Sheet 5 (the evening, with the kit reset). Switched to a tight face-shot framing, very close. Used the constant light flashlight to re-expose during the second-half development since I had no daylight to use. Print came back genuinely good. I am pleased with it.

![PLACEHOLDER: the final clean exposure portrait from the evening session]

The two big findings

Flash for paper reversal works, but barely

A single 1000Ws strobe through a double-diffused softbox at three feet from the subject is the minimum I could get away with for a head-and-shoulders portrait on Ilford Multigrade through the Minutero. That is not a lot of room to play with. If I want to position the light further away (which you would for a softer, more flattering portrait of a face), I lose stops fast.

Options to recover light:

  • Remove one layer of diffusion from the softbox. Gets me a stop back, lets me push to roughly five feet.
  • Use two 1000DX heads through the same modifier. This is the next experiment. Hard to do cleanly with most softboxes (they expect one head) but possible.
  • Move to less diffusion entirely. Loses the softness which is half the point of flash for portraits.

There is also a practical worry: firing 1000DX heads at full power, repeatedly, is the kind of thing that eventually blows a flash tube. They are not cheap to replace. So the long-term setup needs to either run lights at less than full power (which means more lights total) or accept that I am going to be buying flash tubes.

Summer daylight is much stronger than winter daylight, on paper

This is the finding I was not looking for and it is the more useful one.

Five seconds of sunlight through a small gap in my curtains laid down enough exposure on the print to compete with a 1000Ws flash. In December, the same paper in the same developer needed 7 to 8 seconds of full front-on ambient exposure to register anything at all.

That is not a small difference. That is roughly a stop and a half of difference in effective sensitivity. The cause is well known to anyone who shoots UV-sensitive emulsions: there is much more UV in summer sunlight than in winter sunlight, both because the sun is higher in the sky (less atmospheric path) and because the days are longer.

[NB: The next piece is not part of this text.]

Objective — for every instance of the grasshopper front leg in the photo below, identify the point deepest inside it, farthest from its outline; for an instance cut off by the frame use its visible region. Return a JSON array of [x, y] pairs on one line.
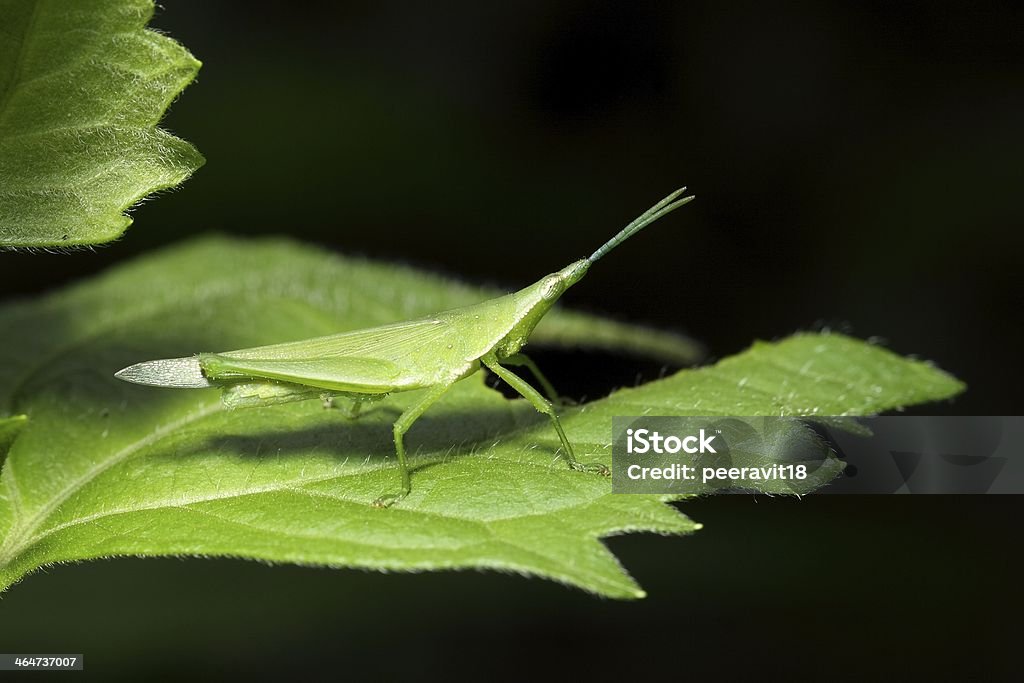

Paper reversal is more UV-sensitive than most processes. The papers respond strongly to short-wavelength light. So the seasonal difference, which would be noticeable but manageable on conventional film, is dramatic on paper.

What this means practically: my 7-8 second exposures from December are not what I should expect for the portrait box camera in summer. They will be much shorter. Possibly short enough that I do not actually need flash at all for outdoor work, as long as I can find a reliable patch of summer sun.

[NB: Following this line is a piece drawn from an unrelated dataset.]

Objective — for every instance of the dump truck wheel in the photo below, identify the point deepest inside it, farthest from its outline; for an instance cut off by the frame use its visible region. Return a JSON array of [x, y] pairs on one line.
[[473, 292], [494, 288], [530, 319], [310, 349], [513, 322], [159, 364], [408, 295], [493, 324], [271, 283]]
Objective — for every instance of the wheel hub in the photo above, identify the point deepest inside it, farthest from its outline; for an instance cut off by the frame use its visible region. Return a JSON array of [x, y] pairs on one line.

I am going to have to redo my exposure calculations from scratch, using current sunlight.

What I am taking forward

Three things to test next:

  1. Outdoor portrait box camera shoots in summer daylight, with full re-metering. The hypothesis is that the 7-8 second exposures from December will collapse to something like 3 or 4 seconds, which is workable with a cooperative subject.
  2. Two-head flash through a single modifier, if I do still need flash for indoor or evening work.
  3. Constant light as an alternative to flash, since the flash approach has a ghosting risk on long ambient exposures (the flash freezes part of the action while the ambient continues to expose the moving subject). Constant lights would not have that problem.

It might end up being some combination of all three. The aim is to get the portrait box camera back out and start making real portraits with it, which has been the goal of this whole project since the paper-and-developer testing last year. Flash was one possible answer. Summer daylight might be a better one.

I will know after the next round of testing. More of this coming.